2013 Türkiye’de isyanın yılı oldu, başkent Ankara da hem ODTÜ hem Tuzluçayır’ın uzun soluklu mücadele süreci ile bir isyan kenti haline geldi. Bu sıra dışı yılın ardından gelen 1 Mayıs ise son derece sıradan oldu. Emekçiler 1 Mayıs gösterisini sendikaların inisiyatifi ile her yıl olduğu gibi Gar’dan Sıhhiye’ye yürüyerek meydanda düzenledikleri miting ile gerçekleştirdiler. KESK, DİSK, TMMOB, ve TTB’nin çağrısıyla 11.00’de Gar’da toplanan binlerce kişi kortejler ve sloganlarla Sıhhiye Meydanı’na yürüdüler. Devrimci İşçi Partisi de işçi sınıfının gücünü topladığı gösteriye kendi pankart, bayrak ve sloganlarıyla katıldı. İsyan şehitlerine sözümüzün sosyalist dünya devrimi olduğunu haykırdı. İşçinin yumruğu indiğinde tüm kan emicilerin defolup gideceğini emekçilere ve gençliğe hatırlattı. Biz Yüzde 99’uz Platformu da yürüyüş esnasında “Tekel, Greif, Yatağan İsyanı Emekle Büyütelim” pankartı açtı.

Ankara’da Sıhhiye mitinginin haricinde iki ayrı 1 Mayıs eylemi vardı. Bunlardan ilki Tayyip Erdoğan ile yaptıkları görüşmenin ardından sendikaların düzenlediği mitingden çekilen Türk-İş tarafından gerçekleştirildi. Oldukça cılız bir kitleyle Tandoğan’da gerçekleştirilen eyleme rağmen birçok Türk-İş üyesi işçi bireysel olarak Sıhhiye mitingine katıldılar. İkinci eylem ise kimi sol örgütler tarafından gerçekleştirildi. Kolej yönünden Kızılay’a yürümek isteyenlere polis saldırdı. Sıhhiye mitinginin sonrasında DİP üyeleri de Kızılay’daki eyleme katıldılar. Polis şiddeti karşısında sürdürülemeyen eylem akşam saatlerinde sonlandı.

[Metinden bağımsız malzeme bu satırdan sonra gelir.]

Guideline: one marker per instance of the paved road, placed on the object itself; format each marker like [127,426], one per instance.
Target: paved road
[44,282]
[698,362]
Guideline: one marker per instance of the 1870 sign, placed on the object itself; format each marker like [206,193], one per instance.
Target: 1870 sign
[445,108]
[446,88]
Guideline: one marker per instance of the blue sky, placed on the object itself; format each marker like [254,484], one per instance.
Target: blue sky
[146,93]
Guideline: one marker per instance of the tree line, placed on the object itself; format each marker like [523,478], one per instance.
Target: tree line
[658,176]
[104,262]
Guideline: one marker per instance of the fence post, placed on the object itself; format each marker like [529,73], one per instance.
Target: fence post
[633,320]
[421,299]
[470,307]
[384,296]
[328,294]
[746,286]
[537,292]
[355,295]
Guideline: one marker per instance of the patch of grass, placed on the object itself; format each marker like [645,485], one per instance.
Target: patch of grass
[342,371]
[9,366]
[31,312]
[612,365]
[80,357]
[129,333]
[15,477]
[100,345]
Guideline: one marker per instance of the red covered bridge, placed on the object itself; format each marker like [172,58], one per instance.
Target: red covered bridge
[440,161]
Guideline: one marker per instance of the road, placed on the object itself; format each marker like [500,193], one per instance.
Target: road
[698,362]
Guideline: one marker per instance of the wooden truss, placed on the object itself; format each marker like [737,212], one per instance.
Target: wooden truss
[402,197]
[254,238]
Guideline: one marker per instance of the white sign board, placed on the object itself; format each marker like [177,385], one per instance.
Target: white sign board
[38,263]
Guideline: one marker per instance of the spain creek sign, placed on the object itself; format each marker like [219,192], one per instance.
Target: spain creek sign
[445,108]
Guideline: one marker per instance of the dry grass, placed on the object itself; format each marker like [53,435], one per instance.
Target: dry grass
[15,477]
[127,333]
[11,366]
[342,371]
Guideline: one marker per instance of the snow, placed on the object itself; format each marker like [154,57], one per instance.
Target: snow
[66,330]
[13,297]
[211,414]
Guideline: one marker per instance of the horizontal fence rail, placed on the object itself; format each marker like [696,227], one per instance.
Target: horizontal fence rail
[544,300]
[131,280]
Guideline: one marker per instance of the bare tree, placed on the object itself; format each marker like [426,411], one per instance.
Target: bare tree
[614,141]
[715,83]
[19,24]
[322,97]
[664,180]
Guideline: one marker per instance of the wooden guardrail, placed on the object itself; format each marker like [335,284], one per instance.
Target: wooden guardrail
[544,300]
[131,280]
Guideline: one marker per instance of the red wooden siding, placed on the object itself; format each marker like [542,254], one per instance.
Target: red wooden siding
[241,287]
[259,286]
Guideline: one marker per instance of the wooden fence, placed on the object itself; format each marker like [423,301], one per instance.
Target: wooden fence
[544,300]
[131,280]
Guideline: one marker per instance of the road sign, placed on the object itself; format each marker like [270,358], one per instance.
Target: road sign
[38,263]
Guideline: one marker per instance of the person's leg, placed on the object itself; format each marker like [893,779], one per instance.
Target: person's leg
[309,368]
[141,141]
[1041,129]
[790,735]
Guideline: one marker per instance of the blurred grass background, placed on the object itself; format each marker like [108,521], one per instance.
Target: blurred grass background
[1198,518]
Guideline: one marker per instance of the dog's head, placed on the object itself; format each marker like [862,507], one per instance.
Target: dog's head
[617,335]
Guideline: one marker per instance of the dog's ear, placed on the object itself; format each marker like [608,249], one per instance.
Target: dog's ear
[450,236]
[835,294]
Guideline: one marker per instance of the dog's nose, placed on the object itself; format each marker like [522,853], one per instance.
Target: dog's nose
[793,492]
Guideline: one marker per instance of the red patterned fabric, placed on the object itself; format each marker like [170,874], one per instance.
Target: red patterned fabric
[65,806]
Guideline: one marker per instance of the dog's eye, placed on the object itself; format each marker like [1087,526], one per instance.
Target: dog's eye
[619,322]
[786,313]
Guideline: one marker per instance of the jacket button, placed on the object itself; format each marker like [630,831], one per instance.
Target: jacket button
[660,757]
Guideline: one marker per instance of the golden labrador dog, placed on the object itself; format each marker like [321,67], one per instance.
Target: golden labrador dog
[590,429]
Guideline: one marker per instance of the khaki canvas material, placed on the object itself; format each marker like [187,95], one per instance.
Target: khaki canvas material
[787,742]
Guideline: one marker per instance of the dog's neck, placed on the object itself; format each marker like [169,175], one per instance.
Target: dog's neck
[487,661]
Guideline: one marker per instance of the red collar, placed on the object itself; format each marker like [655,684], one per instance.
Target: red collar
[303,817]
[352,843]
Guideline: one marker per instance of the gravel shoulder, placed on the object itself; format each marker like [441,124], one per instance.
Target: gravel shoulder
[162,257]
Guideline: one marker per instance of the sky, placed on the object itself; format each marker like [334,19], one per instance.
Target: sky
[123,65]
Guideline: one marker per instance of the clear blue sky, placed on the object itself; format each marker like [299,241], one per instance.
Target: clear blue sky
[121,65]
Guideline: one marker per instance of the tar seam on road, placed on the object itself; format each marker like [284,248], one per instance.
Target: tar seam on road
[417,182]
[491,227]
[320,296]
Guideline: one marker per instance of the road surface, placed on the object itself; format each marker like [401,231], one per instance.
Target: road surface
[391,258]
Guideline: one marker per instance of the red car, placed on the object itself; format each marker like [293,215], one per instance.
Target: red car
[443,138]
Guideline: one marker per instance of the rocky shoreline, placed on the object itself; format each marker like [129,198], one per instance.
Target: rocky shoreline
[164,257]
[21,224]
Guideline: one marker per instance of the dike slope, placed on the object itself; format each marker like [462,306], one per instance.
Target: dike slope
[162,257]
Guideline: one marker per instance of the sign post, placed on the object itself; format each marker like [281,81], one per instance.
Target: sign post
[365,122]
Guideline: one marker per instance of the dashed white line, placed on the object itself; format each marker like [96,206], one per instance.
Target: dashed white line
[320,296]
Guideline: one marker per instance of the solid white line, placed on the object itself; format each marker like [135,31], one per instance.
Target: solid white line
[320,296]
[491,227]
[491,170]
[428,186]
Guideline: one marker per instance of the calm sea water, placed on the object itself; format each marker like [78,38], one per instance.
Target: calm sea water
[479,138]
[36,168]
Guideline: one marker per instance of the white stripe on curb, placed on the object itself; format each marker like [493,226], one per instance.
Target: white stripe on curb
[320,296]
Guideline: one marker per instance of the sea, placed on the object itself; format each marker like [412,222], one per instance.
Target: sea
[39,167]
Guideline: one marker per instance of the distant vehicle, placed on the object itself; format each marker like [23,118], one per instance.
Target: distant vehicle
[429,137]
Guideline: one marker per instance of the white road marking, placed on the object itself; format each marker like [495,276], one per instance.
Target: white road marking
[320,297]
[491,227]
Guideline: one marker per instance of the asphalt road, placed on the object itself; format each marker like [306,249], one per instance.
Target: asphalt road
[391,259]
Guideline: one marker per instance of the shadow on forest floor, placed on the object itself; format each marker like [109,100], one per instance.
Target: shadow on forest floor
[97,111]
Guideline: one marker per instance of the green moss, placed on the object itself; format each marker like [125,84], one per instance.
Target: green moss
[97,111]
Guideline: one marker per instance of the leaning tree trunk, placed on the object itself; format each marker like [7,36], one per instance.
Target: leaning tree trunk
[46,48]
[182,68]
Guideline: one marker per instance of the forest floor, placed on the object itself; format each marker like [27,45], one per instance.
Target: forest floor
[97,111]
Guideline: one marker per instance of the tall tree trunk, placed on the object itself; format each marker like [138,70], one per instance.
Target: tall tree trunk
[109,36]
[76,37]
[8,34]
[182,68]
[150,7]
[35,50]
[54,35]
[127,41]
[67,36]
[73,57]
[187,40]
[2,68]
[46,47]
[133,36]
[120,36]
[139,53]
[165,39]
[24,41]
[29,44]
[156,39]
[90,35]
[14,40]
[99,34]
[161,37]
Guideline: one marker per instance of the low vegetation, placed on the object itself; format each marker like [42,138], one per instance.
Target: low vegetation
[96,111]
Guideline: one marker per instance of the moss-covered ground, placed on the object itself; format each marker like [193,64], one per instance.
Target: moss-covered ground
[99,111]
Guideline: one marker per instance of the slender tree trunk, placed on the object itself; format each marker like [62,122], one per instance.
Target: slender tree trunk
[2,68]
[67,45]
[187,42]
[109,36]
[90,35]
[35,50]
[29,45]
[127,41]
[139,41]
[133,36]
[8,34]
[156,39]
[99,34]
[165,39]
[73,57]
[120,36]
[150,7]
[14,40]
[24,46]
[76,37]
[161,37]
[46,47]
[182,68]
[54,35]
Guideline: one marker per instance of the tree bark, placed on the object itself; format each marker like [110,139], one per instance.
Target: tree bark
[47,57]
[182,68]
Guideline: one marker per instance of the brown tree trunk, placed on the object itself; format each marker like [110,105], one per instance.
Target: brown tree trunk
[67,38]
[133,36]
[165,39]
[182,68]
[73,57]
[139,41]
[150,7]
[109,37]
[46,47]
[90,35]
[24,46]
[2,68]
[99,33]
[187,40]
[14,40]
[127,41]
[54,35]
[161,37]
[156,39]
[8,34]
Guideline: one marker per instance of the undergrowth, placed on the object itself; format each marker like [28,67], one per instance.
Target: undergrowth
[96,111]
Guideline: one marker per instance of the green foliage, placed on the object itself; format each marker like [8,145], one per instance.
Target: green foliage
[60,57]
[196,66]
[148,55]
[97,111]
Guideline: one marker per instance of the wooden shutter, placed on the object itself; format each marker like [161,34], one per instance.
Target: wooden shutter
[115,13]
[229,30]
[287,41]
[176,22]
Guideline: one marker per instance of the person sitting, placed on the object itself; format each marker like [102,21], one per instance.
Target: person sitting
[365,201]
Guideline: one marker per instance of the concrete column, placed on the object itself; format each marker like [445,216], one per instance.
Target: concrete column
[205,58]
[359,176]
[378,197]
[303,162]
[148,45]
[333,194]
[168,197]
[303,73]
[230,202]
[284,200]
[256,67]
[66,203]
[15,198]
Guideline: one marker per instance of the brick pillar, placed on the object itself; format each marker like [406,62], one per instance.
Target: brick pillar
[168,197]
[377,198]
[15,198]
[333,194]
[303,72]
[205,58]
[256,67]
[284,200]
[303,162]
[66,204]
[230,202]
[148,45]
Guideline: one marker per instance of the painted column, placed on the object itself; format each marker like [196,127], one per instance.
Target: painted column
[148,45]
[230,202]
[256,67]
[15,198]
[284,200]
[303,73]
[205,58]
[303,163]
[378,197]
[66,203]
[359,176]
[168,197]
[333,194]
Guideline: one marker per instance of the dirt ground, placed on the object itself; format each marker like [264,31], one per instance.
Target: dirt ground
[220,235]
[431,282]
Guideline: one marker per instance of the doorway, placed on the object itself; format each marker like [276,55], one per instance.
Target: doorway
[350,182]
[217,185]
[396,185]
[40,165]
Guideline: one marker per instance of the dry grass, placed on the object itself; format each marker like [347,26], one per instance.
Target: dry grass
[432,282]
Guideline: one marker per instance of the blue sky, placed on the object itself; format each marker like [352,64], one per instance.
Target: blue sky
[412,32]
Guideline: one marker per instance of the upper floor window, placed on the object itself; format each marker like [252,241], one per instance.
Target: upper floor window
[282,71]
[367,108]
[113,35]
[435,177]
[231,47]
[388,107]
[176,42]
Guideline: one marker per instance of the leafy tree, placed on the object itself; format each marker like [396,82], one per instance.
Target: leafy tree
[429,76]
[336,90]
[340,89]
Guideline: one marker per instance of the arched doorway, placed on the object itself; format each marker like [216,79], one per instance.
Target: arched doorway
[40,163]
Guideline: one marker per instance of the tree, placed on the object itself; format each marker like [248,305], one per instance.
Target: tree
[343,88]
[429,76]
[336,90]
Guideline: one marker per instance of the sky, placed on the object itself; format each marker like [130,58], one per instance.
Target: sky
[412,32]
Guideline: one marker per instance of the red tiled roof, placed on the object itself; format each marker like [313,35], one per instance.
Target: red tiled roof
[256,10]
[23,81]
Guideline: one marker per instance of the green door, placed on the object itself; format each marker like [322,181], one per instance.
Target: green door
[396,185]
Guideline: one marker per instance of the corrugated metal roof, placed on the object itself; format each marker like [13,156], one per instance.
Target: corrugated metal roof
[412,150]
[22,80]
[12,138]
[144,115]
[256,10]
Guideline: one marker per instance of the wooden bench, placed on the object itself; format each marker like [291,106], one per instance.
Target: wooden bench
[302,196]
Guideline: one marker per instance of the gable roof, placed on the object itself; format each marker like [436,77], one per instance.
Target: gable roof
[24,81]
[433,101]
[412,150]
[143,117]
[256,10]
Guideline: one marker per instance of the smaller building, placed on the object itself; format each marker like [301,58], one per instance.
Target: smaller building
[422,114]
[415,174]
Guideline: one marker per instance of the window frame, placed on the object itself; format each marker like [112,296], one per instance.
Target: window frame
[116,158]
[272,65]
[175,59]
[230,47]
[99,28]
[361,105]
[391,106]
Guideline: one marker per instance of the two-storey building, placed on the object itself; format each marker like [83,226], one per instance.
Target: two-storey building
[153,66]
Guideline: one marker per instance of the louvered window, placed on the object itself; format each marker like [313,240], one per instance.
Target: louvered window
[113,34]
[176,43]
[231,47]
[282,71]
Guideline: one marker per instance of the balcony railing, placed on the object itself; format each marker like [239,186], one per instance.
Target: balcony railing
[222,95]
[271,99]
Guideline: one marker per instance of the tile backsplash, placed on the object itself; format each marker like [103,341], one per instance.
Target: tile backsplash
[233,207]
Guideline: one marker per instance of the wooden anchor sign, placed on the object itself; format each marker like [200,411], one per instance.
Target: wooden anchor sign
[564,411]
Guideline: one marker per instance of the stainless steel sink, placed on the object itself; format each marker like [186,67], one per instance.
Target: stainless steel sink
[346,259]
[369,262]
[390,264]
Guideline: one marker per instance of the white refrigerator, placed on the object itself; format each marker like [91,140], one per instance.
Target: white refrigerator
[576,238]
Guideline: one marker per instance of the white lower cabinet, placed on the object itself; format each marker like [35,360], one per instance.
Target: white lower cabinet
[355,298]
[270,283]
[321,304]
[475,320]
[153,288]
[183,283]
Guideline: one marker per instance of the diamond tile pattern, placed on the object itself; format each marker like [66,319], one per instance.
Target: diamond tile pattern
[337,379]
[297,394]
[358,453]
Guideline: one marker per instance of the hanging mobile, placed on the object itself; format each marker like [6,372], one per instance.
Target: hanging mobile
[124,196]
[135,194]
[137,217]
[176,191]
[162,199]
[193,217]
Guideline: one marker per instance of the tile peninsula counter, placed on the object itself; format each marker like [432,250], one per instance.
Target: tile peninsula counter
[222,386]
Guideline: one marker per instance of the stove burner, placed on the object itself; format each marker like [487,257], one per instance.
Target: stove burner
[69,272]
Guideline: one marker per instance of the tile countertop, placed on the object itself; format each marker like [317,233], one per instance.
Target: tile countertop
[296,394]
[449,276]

Ankara’da üç ayrı 1 Mayıs eylemi örgütlenmiş olması sorunlu bir durum oluşturdu. Kızılay Meydanı’na işçi sınıfının damgasını vuracağı, Taksim’in yanına eklenen, kitlesel ve militan bir 1 Mayıs eylemi isyan yılının ardından önümüzdeki dönemin mücadelelerine güç katabilirdi. Buradan çıkarılacak ders, gelecek yıllarda şehrin kalbinin attığı yer olan Kızılay’ı zapt edecek bir çalışmanın işçi sınıfı ve gençlik içinde erkenden örülmeye çalışılması olmalıdır.